Many in recent decades have questioned the appropriateness of the U.S. Supreme Court decisions known as the Insular Cases in determining constitutional law regarding U.S. territories, including Puerto Rico. They include Supreme Court justices — but the nation’s highest court has continued to rely on the rulings.
The questions arise because attitudes among the majority population of the United States of the time of the holdings — the first two decades of the 20th century — were so different from current attitudes.
Yet even at the time, there was controversy over the cases that declared Puerto Rico “unincorporated territory” and kept the islands in their current unsettled condition for so long. One example is the article, The Relations Between the United States and Porto Rico by Pedro Capo-Rodriguez, published in the American Journal of International Law in 1919. (“Porto Rico” was the common spelling of “Puerto Rico” until 1932.)
The author begins with the treaty by which Spain ceded Puerto Rico to the United States, pointing out that the question of nationality was mentioned many times, and that it was clearly stated that the residents of Puerto Rico would be Americans and not Spaniards following the end of Spanish sovereignty in Puerto Rico. Spain, he points out, relinquished her sovereignty over Cuba, but passed her sovereignty over Puerto Rico directly to the United States.
Capo-Rodriguez dwells at length on the differences of opinion among the justices in the Insular Cases decided prior to his writing, and points out that the idea of an unincorporated territory was not a single idea developing from a single understanding of the circumstances, but instead came from a variety of arguments that were “not in harmony” with one another.
In fact, Capo-Rodriguez concludes, there is no agreement either on what exactly an unincorporated territory might be nor on Puerto Rico’s status.
In the meantime, and until public opinion has crystallized into some sort of solution, the territory in question is held to be… in the position of a colonial possession, waiting, so to speak, upon the decision of Congress.
Capo-Rodriguez went on to suggest that the problem for Puerto Rico appeared to be that the arguments in the courts continued to suggest that the change from unincorporated colonial status to incorporation required some kind of change in the character of Puerto Rico.
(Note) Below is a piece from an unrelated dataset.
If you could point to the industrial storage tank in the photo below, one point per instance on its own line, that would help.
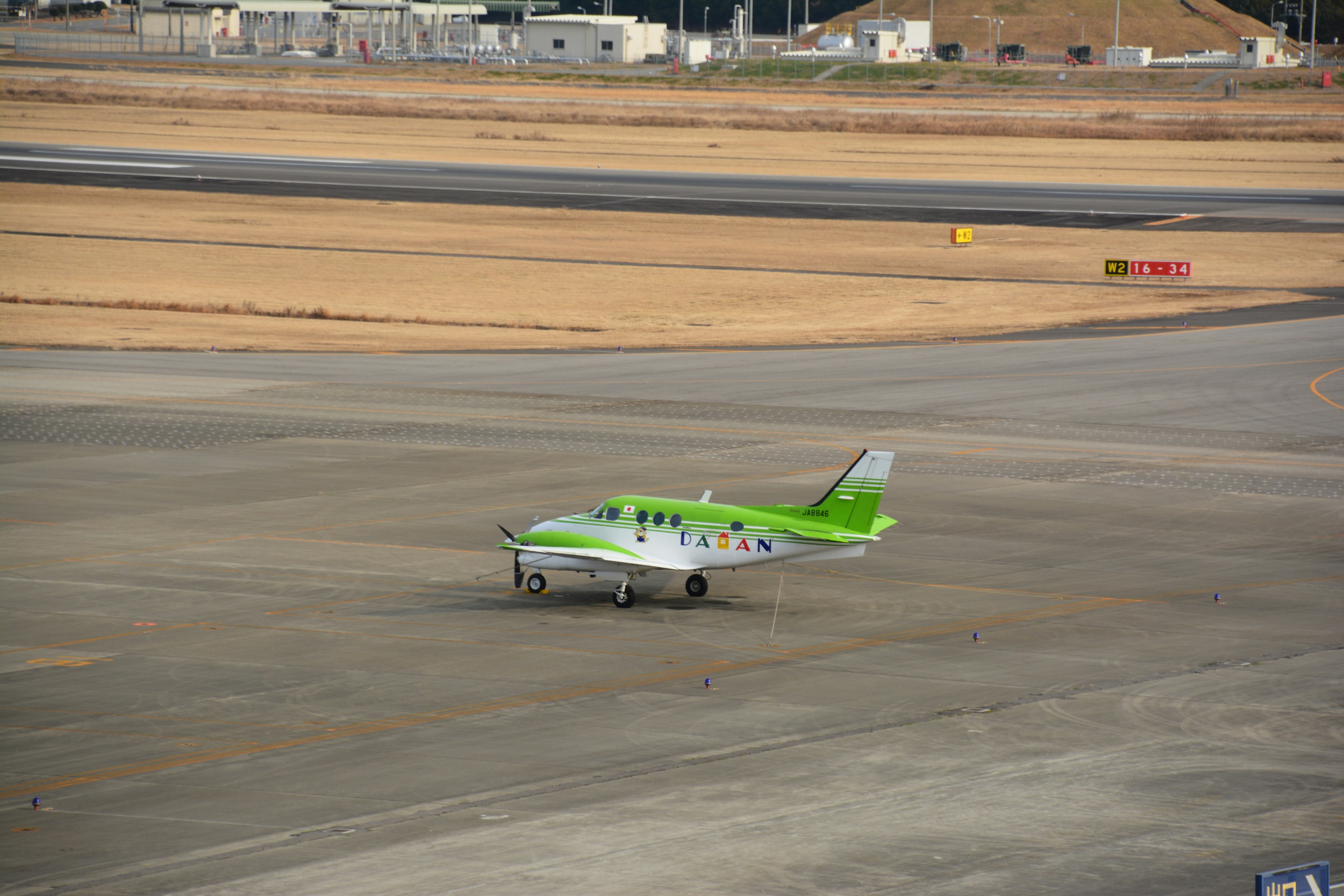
(835, 42)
In fact, he concluded, the only thing that seemed to be certain in the Insular Cases was the intention of Congress, and not the well-being or the rights of the people or their readiness to be incorporated. As long as Congress hadn’t decided what to do with Puerto Rico, it would be unincorporated.
The article points out that the people of Puerto Rico had recently become citizens of the United States, an event which many people felt should settle the political status of the territory. That didn’t happen. Capo-Rodriguez recognizes that this was upsetting to some.
This apparently continued exclusion of the Porto Rican from taking part in the active political life of the nation has led some misinformed or disappointed persons to contend that the American citizenship granted to the Porto Ricans is a base, adulterated, and inferior citizenship of the United States.
The author disagrees, pointing out that the lack of full citizenship rights applies not only to natives of Puerto Rico, but to any U.S. citizen who happens to live there. There is, then, nothing wrong with the citizenship — the problem is just that Congress hasn’t made up its mind about Puerto Rico.
“It is a peculiar condition,” he says, “which finds no remedy except in statehood.” The citizenship conferred on Puerto Rico’s inhabitants, he says, is an “empty honor” as long as Puerto Rico remains a “mere subservient piece of territorial property.”
Nearly a century later, Puerto Rico continues to be in this “peculiar condition” and the only solution remains the same.